Investors in precious metals may have noticed that silver tends to experience steeper price drops than gold during market retreats. This phenomenon is largely due to lower liquidity in the silver market and its dual nature as both a precious and industrial metal, according to a recent analysis by Rocks & Stocks.
The gold market is several times larger than the silver market, meaning silver has significantly less liquidity. When a market force impacts both metals, the smaller liquidity in silver leads to more pronounced volatility. For instance, on May 14, silver retreated from $88.4 to $84.5, a 6% drop, while gold lost just under 0.3% on the same day. The depth of the gold market, characterized by more capital and participants, helps absorb shocks, whereas silver's thinner market amplifies price moves.

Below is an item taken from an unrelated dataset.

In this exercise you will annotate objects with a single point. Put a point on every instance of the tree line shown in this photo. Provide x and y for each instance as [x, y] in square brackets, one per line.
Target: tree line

Additionally, silver serves as both an industrial metal and a monetary metal, unlike gold, which is purely monetary. This dual role exposes silver to a 'double whammy' during certain economic events. For example, hotter inflation data that reduces the likelihood of interest rate cuts negatively impacts non-yielding precious metals. Both gold and silver suffer, but silver also faces a dimmed outlook for industrial use. Elevated interest rates are expected to slow manufacturing in sectors like solar panel production, electronics, and electric vehicles, dampening demand for silver in manufacturing and further depressing prices. Thus, one news item can hit silver twice—once for its precious metal demand and again for its industrial demand—leading to outsized price drops compared to gold.
Despite these short-term swings, the long-term prospects for silver remain strong. The metal has experienced a growing supply deficit for six consecutive years, a structural force that short-term market movements do not erase. Industrial demand is rising due to AI, the energy transition, and the need to upgrade electrical grids, creating massive demand for commodities like silver and copper. Moreover, as gold prices climb due to increased central bank accumulation, concerns about national debt, and geopolitical turmoil, many investors priced out of the gold market are turning to silver. This trend suggests that silver prices are likely to continue rising over the long term, as supply has failed to catch up with surging demand.
Firms like Collective Mining Ltd. (NYSE American: CNL) (TSX: CNL) are aware of these fundamental dynamics, pressing ahead with exploration and mine development despite short-term price volatility. For investors, keeping the bigger picture in mind is crucial, as short-term price movements can cloud judgment.